Ich umklammerte immer noch meinen Pappbecher von Starbucks. Ich wollte den Kaffee nicht mehr, konnte ihn aber auch nicht loswerden. Ich drehte den Becher in meinen Händen.
»Ich versuche herauszufinden, was mit Ben Rifkin wirklich passiert ist, Sarah. Ich muss den Typen finden, der das getan hat.«
Sie sah mich prüfend von der Seite an. »Was meinen Sie mit ›den Typen, der das getan hat‹?«
»Jacob war’s nicht, die haben den Falschen.«
»Ich dachte, das wäre nicht mehr Ihre Sache. Spielen Sie jetzt Detektiv?«
»Es ist meine Sache, ich bin sein Vater.«
»Ah, ja.« Sie grinste und schüttelte den Kopf.
»Klingt es verrückt, wenn ich behaupte, er sei unschuldig?«
»Nein, vermutlich nicht.«
»Vielleicht ist auch dir klar, dass Jacob unschuldig ist. Nach allem, was du erzählt hast …«
»Das habe ich nie behauptet.«
»Weißt du, Sarah, wir Erwachsenen haben keine Ahnung, was in eurem Alltag so passiert. Wie sollten wir auch? Aber einer von euch muss uns ein bisschen was erzählen. Einige von euch müssen uns helfen.«
»Haben wir doch.«
»Nicht genug. Begreifst du nicht, Sarah?

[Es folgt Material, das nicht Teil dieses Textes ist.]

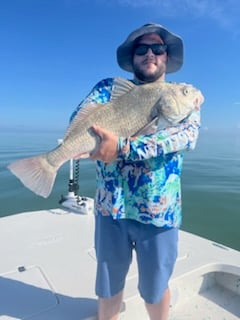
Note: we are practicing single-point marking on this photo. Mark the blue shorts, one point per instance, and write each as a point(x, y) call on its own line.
point(156, 251)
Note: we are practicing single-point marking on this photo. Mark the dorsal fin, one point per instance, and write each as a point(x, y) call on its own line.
point(121, 87)
point(82, 114)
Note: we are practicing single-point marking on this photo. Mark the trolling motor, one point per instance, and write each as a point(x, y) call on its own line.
point(72, 201)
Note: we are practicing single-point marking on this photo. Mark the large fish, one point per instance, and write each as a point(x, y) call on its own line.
point(133, 109)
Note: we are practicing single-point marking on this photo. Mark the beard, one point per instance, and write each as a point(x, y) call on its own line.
point(145, 76)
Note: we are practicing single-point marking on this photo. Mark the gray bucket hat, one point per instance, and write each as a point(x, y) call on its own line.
point(174, 47)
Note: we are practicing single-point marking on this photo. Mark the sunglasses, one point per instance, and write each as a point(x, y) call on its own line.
point(157, 48)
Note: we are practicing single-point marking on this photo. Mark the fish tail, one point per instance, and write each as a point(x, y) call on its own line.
point(36, 173)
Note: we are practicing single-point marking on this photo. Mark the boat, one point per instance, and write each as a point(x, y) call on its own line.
point(48, 266)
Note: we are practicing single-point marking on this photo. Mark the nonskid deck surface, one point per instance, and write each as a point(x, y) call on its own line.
point(48, 258)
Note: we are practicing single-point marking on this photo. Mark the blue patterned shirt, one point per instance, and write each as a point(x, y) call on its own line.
point(144, 183)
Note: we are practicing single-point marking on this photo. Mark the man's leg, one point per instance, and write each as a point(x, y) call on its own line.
point(109, 308)
point(159, 311)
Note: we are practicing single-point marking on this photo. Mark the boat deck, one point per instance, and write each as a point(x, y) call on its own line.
point(48, 264)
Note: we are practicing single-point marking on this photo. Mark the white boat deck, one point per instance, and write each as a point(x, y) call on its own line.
point(47, 272)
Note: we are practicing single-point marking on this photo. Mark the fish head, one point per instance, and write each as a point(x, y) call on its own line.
point(177, 101)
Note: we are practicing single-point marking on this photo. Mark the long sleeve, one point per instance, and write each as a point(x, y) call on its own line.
point(173, 139)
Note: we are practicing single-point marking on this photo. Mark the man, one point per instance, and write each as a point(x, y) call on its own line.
point(138, 198)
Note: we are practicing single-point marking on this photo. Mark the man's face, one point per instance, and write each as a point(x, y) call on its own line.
point(150, 67)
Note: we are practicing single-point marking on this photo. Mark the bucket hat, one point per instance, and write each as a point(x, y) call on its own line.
point(174, 47)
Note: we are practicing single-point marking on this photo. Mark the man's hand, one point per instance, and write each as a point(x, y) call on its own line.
point(107, 150)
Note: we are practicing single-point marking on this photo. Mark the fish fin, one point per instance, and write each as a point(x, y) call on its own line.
point(35, 173)
point(150, 128)
point(81, 116)
point(120, 87)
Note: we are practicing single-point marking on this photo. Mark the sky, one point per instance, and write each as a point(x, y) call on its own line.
point(52, 52)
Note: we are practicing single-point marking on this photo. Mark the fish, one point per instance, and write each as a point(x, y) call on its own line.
point(132, 110)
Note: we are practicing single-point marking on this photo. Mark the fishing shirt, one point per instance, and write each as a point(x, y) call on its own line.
point(143, 184)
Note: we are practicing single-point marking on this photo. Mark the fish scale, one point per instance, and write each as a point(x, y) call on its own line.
point(130, 111)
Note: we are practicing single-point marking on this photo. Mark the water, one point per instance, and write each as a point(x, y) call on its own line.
point(210, 182)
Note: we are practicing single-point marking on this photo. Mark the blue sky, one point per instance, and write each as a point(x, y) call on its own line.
point(54, 51)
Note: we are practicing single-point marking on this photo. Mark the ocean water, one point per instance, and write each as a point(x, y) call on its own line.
point(210, 182)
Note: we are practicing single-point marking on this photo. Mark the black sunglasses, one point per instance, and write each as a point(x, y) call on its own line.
point(157, 48)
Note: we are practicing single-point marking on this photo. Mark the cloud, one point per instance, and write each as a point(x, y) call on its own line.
point(224, 12)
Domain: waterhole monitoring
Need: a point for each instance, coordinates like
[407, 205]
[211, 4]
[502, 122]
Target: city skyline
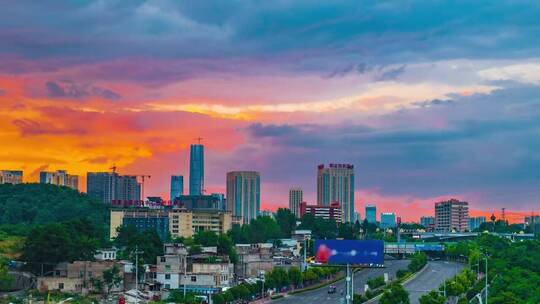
[338, 85]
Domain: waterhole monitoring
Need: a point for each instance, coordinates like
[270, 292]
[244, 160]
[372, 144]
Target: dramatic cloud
[428, 100]
[69, 89]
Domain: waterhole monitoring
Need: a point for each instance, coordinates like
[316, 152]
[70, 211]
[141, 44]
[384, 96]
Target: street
[433, 276]
[321, 295]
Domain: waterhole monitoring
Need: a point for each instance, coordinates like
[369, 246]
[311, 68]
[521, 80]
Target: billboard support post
[348, 285]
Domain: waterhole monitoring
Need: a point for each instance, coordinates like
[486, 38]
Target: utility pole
[486, 281]
[137, 252]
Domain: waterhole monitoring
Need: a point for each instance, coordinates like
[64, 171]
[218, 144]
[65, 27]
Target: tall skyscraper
[335, 183]
[451, 215]
[59, 178]
[371, 214]
[196, 169]
[109, 186]
[296, 197]
[177, 186]
[10, 177]
[244, 194]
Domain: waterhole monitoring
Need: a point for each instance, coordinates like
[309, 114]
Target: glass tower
[196, 170]
[177, 186]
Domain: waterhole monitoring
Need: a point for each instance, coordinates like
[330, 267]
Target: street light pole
[486, 282]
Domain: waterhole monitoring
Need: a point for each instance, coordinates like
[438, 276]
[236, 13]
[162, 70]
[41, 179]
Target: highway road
[431, 278]
[321, 296]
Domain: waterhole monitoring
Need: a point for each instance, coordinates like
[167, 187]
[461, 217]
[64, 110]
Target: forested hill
[25, 205]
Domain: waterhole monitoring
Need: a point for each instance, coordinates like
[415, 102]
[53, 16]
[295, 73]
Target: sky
[428, 99]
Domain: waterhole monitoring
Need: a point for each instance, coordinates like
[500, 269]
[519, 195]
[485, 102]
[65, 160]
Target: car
[332, 289]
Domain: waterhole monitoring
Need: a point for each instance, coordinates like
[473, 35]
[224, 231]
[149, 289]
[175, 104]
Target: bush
[402, 273]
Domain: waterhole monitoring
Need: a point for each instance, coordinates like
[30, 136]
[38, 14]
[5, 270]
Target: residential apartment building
[295, 199]
[109, 186]
[142, 219]
[451, 215]
[428, 222]
[59, 178]
[475, 222]
[78, 277]
[335, 183]
[253, 260]
[330, 212]
[244, 194]
[371, 214]
[184, 222]
[196, 170]
[176, 222]
[11, 177]
[388, 220]
[171, 266]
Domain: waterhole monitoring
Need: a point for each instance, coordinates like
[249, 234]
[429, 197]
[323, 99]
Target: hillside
[26, 205]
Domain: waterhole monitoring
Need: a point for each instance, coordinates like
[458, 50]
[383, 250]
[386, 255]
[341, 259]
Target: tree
[112, 278]
[286, 221]
[433, 297]
[5, 278]
[395, 295]
[25, 206]
[54, 243]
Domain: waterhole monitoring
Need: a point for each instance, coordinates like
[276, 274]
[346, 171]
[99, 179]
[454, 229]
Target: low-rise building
[77, 277]
[106, 254]
[252, 259]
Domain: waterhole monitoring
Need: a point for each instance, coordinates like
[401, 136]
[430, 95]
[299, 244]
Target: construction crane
[143, 178]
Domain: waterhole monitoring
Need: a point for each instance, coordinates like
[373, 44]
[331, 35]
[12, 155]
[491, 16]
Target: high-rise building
[177, 186]
[475, 222]
[335, 183]
[428, 222]
[127, 188]
[109, 186]
[388, 220]
[296, 197]
[196, 170]
[244, 194]
[101, 185]
[451, 215]
[332, 212]
[371, 214]
[59, 178]
[10, 177]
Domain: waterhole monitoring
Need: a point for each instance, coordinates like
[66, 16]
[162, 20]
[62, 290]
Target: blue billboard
[343, 252]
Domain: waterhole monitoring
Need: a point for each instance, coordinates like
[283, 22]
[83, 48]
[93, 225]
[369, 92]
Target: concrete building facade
[244, 194]
[335, 183]
[451, 215]
[296, 197]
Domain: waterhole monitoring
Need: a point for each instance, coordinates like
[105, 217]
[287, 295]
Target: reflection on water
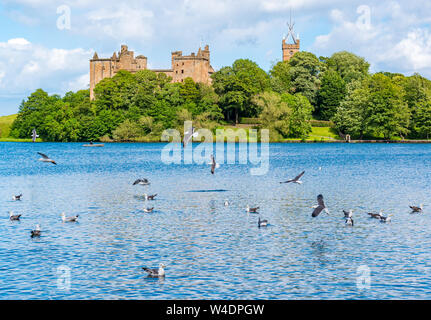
[213, 251]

Einer deiner Freunde wandert wegen eines Mordes, den er nicht begangen hat, ins Gefängnis.«
»Woher wissen Sie so genau, dass er ihn nicht begangen hat? Geht es nicht genau darum? Dass niemand das genau wissen kann? Sie eingeschlossen?«
»Glaubst du, er ist schuldig?«
»Keine Ahnung.«
»Du hast also Zweifel.«
»Ich habe nur gesagt, dass ich es nicht weiß.«
»Aber ich, Sarah. Ich mache so etwas nicht zum ersten Mal, und ich weiß: Jacob war’s nicht. Ich schwöre es dir. Er war es nicht. Er ist vollkommen unschuldig.«
»Klar denken Sie das. Sie sind sein Vater.«
»Das stimmt. Aber es ist nicht nur das. Es existieren Beweise, Sarah. Du kennst sie nicht, aber ich.«
Sie sah mich mit einem gutmütigen Lächeln an, und einen Augenblick lang war sie die Erwachsene und ich das Kind. »Ich weiß nicht, was Sie von mir wollen, Mister Barber. Woher soll ich etwas wissen? Ich war mit keinem von beiden eng befreundet, weder mit Jacob noch mit Ben.«
»Du hast mir den Tipp mit Facebook gegeben, Sarah.«
»Hab ich nicht.«
»Gut, nehmen wir mal an, du hättest mir diesen Tipp gegeben – warum hast du das getan? Was sollte ich da finden?«
»Ich habe Ihnen nichts gesagt, okay?«
»Okay.«
»Ich will da nicht mit reingezogen werden.«
»Einverstanden.«
»Es gab diese Gerüchte, und ich dachte, Sie sollten vielleicht davon erfahren. Denn Sie hatten alle anscheinend keine Ahnung, keiner von Ihnen nahm die Sache in die Hand. Ich will Ihnen nicht zu nahe treten, aber Sie hatten alle nicht den geringsten Schimmer. Wir Kids wussten alles. Dass Jacob ein Messer hat und dass Jake und Ben Streit hatten. Aber Sie alle hatten nicht die blasseste Ahnung. Wissen Sie, Jake war von Ben seit Langem gemobbt worden. Das macht noch niemanden zum Mörder, aber ich dachte, Sie sollten das vielleicht wissen.«
»Warum hat Ben Jake gemobbt?«
»Warum fragen Sie nicht Jake, der ist doch Ihr Sohn.«
»Habe ich schon. Er hat mir von Bens Mobbing nichts erzählt. Mir gegenüber behauptet er immer, es wäre alles prima, und er hätte weder mit Ben noch mit irgendjemand anderem Probleme.«
»Na ja, vielleicht sehe ich das ja auch alles falsch.«
»Das glaubst du doch selber nicht, Sarah. Warum wurde Jake gemobbt?«
Sie zuckte mit den Schultern. »So schlimm ist das auch wieder nicht. Jeder wird mal gemobbt. Vielleicht nicht gemobbt, aber geärgert. Ich sehe Ihre Augen beim Wort ›mobben‹ aufleuchten, als ob das etwas Besonderes wäre. Erwachsene lieben dieses Wort. Wir hatten diese ganze Beratung.« Sie schüttelte ihren Kopf.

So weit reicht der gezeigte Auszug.